“Consumers’ Economic Outlook Worsens” and “Stocks Fall on Consumer Gloom” were two recent headlines in the Wall Street Journal that caught our attention. Americans feel the financial strain of our current downward economy from the gas pump to the grocery shelves. We are reeling from a 40-year-high inflation impacting the price of everything. As a result of concerns about inflation, consumer confidence has fallen to its lowest point in nearly a decade. Our experience has been that giving to the local church is always impacted when people start losing confidence in the economy. A new study gives credence to our observations.
“Donor Confidence Falters in Light of Economy and Inflation” is a recent study by Dunham + Company that sheds light on how the economy and inflation are already impacting giving. The report opens by stating, “donors express more caution in their giving today than a year ago. And they express a significant degree of pessimism about their giving in the future. It is clear that the economy and inflation are having a greater impact than last year. There is also a deep-seated pessimism about the shape of the economy and the length it will take to recover, which could further dampen giving.”
The Dunham report states that while 98% of donors intend to continue giving, donors have a stronger sense that they will be cautious with their giving this year compared to last year. Here are a few of their findings on donors’ giving intentions.
- 21% intend to give more compared to 19% last year.
- 55% say they intend to give the same as last year.
- 25% say they intend to give less or are unsure of their giving.
The above percentages are higher than last year, showing a slightly weaker donor sentiment for 2022. The report also showed that 92% of donors expect a turnaround in the economy to take longer than a year. That was a 20-point rise in negativity over the 72% recorded last year.
The Dunham report concluded, “A sober assessment of what donors are feeling and thinking leads to the reality that nonprofit organizations are heading into some rough waters. With inflation at a 40-year high and a faltering stock market, which is a leading indicator of charitable giving according to Giving USA, donors are clearly nervous.”
You can get a free copy of the Dunham + Company report at Download a free copy ►
The Dunham report, while encompassing all charitable giving, also applies to giving to religion, including churches. In our experience, the economy always impacts church giving. And the decline churches feel from a poor economy almost always shows up six months to a year after the beginning of the economic decline. As more and more experts point to a potential recession towards the close of 2022, we in the church can expect 2023 to be rough economic waters in terms of giving.
How do you navigate rough economic waters?
The Dunham report, at the end, gives three encouragements to organizations. First, stay on message. Second, assure a regular cadence of communication, and third, give donors a reason to continue their support. We believe that is great advice. Here are our recommendations on how to accomplish this.
Stay on message. We are about the Great Commission and the Great Commandment. Staying on message is not simply talking about missions and ministry. Having the funds to do ministry helps keep you on the mission God has for you. Thus, to stay on message, you must be fiscally responsible with your budgeting and spending. As churches begin their budgeting process for the coming year, the current economic climate must be in their minds. Unless you have seen significant growth, we would advise cutting as much waste as possible and limiting any increase in your budget. In our experience, one of the biggest mistakes churches make is setting an unrealistic budget. Your members will respond positively to tightening the budget so that missions and ministry continue without interruption.
Give your members a reason to give. We believe the best way to increase giving is to keep the focus on the vision God has given your church. We have found that people respond better to appeals that center around changing lives than they do a guilt trip about giving. Focusing upon our Great Commission work helps link how a dollar given to your church goes to change the world.
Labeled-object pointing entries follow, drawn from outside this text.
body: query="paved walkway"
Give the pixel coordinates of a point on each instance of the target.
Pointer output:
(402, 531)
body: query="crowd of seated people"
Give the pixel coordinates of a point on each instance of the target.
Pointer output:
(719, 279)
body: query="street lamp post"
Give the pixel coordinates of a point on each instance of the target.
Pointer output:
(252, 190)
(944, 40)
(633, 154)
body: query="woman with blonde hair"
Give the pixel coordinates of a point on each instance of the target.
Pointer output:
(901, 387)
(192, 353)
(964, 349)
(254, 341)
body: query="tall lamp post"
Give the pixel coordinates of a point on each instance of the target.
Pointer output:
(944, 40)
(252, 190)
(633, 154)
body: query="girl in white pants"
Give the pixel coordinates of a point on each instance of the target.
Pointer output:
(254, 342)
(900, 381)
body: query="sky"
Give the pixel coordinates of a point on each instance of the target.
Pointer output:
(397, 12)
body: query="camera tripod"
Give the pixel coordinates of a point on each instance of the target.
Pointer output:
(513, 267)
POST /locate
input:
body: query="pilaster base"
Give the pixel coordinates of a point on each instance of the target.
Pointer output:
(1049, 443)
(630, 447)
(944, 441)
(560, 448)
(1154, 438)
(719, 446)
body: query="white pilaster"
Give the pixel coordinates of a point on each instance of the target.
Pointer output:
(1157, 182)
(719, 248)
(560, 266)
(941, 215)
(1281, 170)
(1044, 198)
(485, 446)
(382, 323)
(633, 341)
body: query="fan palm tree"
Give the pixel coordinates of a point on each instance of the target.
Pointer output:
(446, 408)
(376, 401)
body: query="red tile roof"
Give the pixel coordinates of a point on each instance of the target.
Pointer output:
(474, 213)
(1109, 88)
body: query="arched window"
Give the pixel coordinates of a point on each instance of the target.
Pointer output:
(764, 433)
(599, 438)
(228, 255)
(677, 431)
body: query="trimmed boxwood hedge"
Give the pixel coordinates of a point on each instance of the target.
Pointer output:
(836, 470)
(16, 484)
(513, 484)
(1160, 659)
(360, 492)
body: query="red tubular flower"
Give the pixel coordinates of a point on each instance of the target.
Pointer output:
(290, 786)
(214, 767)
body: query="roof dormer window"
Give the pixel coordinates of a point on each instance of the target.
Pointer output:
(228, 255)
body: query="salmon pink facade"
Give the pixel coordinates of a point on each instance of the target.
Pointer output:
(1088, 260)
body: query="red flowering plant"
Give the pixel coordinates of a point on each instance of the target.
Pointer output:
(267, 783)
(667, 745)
A compelling vision always trumps a bad economy when it comes to giving.
Keep in touch with your members. Communicating with anyone today is a challenge. Yet members need to be regularly reminded of all the positive things your church is accomplishing because of their generosity. Churches must use every platform available to keep that regular cadence of communication that the Dunham report recommends.
Communication is key, but so also is keeping close contact with members. We have long known that the more engaged members are, the more likely they are to give. As a result of Covid, engagement has become more difficult. Yet we must keep a constant cadence of contact with our members. They need that constant touch, from pastors and lay leaders to their Sunday School teacher or deacon. Pastors in close contact with their members will always fair better financially than those who ignore them.
You must take these actions to navigate this economy. We believe there is one more crucial step.
If you are going to meet not only this economic challenge but every economic challenge, you must elevate the biblical concept of stewardship. We have found that churches that regularly teach and preach tithing always have weathered economic downturns much better than those which never, or seldom, focus on stewardship. From our small groups to our classrooms to our pulpits, we must regularly teach the biblical concept of stewardship. The promise of Malachi 3 says nothing about recessions or poor economies. When we elevate the biblical principle of stewardship, we prepare our people for what lies ahead.
Christians practicing biblical stewardship weather economic storms better than those who ignore biblical principles. And they never stop giving. By teaching biblical stewardship, you are preparing your people for any economic decline and assuring their ability to give to support your missions and ministry. It’s a win/win.
If, however, you do nothing, we can assure you that the probability of your NOT meeting your budget needs is extremely high.